Poi solleva anche una mano e fa un movimento strano, come a dirigere un'orchestra con la bacchetta. 
- E' un adagio - mormora Socrate, alle mie spalle.
- Cosa? - non riesco a staccare gli occhi dal video. 
La mano è pendolo, è ellisse, è circonferenza. Una danza muta di polso e dita. La mano è incanto.
Alle ore 03.13 il video si interrompe. Scariche grigie, fasce bianche. E subito dopo il nero.
- Non ha senso, sembra un'allucinazione. 
- Uh, uh. 
Il particolare di Socrate è che un agente scialbo, ignorante fino alla fine dei tempi. 
Chissà le speranze frantumate dei suoi genitori, ma a me è utile.
Lo porto a ogni sopralluogo, per essere sempre io il protagonista. 
- Va bene, sequestra la registrazione video e raggiungimi di là. 
Lascio Socrate a ciondolare nel vuoto encefalico e apro la porta di servizio. 
Il negozio oltre la soglia vendeva strumenti musicali.
Almeno fino alla chiusura delle 19.30 di ieri. 
Oggi c'è un salone centrale e due nicchie comunicanti. Oggi c'è un pavimento di marmo in chiazze stile mucca. Ci sono mura pulite, colore blu con tentazione di virare al nero. 

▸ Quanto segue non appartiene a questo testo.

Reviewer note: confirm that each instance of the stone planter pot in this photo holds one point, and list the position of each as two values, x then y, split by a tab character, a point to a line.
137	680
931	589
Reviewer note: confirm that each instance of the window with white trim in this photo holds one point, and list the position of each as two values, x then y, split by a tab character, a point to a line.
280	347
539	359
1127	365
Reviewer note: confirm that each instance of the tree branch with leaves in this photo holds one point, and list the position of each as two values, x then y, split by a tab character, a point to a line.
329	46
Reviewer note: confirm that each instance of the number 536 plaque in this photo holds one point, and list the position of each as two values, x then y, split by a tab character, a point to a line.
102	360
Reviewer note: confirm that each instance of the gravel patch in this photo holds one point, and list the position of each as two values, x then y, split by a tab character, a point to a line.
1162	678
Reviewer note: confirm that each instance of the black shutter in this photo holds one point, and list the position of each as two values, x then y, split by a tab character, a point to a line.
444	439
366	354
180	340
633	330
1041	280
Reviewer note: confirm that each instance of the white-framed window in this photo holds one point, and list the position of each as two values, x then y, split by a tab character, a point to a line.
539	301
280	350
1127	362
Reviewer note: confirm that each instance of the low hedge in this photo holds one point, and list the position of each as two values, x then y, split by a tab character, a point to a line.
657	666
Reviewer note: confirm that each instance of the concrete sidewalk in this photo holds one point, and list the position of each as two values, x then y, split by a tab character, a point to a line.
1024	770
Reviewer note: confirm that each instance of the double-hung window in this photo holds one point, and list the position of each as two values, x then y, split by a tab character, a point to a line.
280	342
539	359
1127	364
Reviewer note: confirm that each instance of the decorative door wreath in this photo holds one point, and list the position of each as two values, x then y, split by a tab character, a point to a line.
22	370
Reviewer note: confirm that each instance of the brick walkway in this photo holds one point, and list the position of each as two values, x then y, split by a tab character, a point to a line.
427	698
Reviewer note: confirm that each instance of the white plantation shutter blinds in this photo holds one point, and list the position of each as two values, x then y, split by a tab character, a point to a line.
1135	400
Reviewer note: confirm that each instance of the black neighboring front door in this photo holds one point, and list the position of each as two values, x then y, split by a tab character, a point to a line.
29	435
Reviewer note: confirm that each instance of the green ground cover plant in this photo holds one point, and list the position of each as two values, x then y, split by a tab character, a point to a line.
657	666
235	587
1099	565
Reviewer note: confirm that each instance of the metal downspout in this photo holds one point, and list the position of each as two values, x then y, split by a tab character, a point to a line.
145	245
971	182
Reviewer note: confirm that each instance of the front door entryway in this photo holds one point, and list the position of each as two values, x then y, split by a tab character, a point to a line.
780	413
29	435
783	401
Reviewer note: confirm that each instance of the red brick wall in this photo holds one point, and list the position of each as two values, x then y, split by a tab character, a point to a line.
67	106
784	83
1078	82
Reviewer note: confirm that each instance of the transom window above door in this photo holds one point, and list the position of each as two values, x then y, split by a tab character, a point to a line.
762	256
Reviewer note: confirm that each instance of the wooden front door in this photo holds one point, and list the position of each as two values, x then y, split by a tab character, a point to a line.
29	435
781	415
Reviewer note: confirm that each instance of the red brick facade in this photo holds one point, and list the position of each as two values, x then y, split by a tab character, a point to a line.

Non ci sono più strumenti musicali, ora. 
Nemmeno uno. 
Doremi, il proprietario, è chino su stesso e su una sedia di vimini. Ha lo stomaco prominente, anzi, prepotente, sfacciato nella sporgenza oltre i pantaloni, e la faccia buia, protesa su un cilindro che tende ad infinito. Potrebbe essere una nota disegnata su un pentagramma. 
- Ventidue chitarre elettriche, sei batterie, tre clavicembali. 
E' una nenia monocorde, che lascio trascrivere all'agente Sbadiglio. Non ci penso nemmeno a parlargli. Credo che quando arriverà ai pianoforti saremo già tutti in catalessi. 
Così, prima che questo avvenga, mi porto all'ingresso e mi volto, come se stessi entrando. Guardo le telecamere, sperando che Socrate non le abbia riattivate per poi dare l'allarme nello scorgere il sottoscritto. 
Alzo la mano e inizio. Provo a ricordare i movimenti del video, la frequenza delle oscillazioni. 
L'attimo dopo, Doremi e Sbadiglio sono svaniti. 
Ho un punto interrogativo negli occhi, quando torno alle videocamere. Scommetto che anche Socrate è solo un ricordo.
Faccio spallucce e esco al freddo del mattino. 
La gente è già corsa frenetica, disordinata. 
Mi chiedo quale composizione starà preparando l'uomo che ha portato via gli strumenti.  
La gente è un unico volto corrucciato e distante.
Solo la musica ci salverà, mi rispondo. E celo le mani nel cappotto.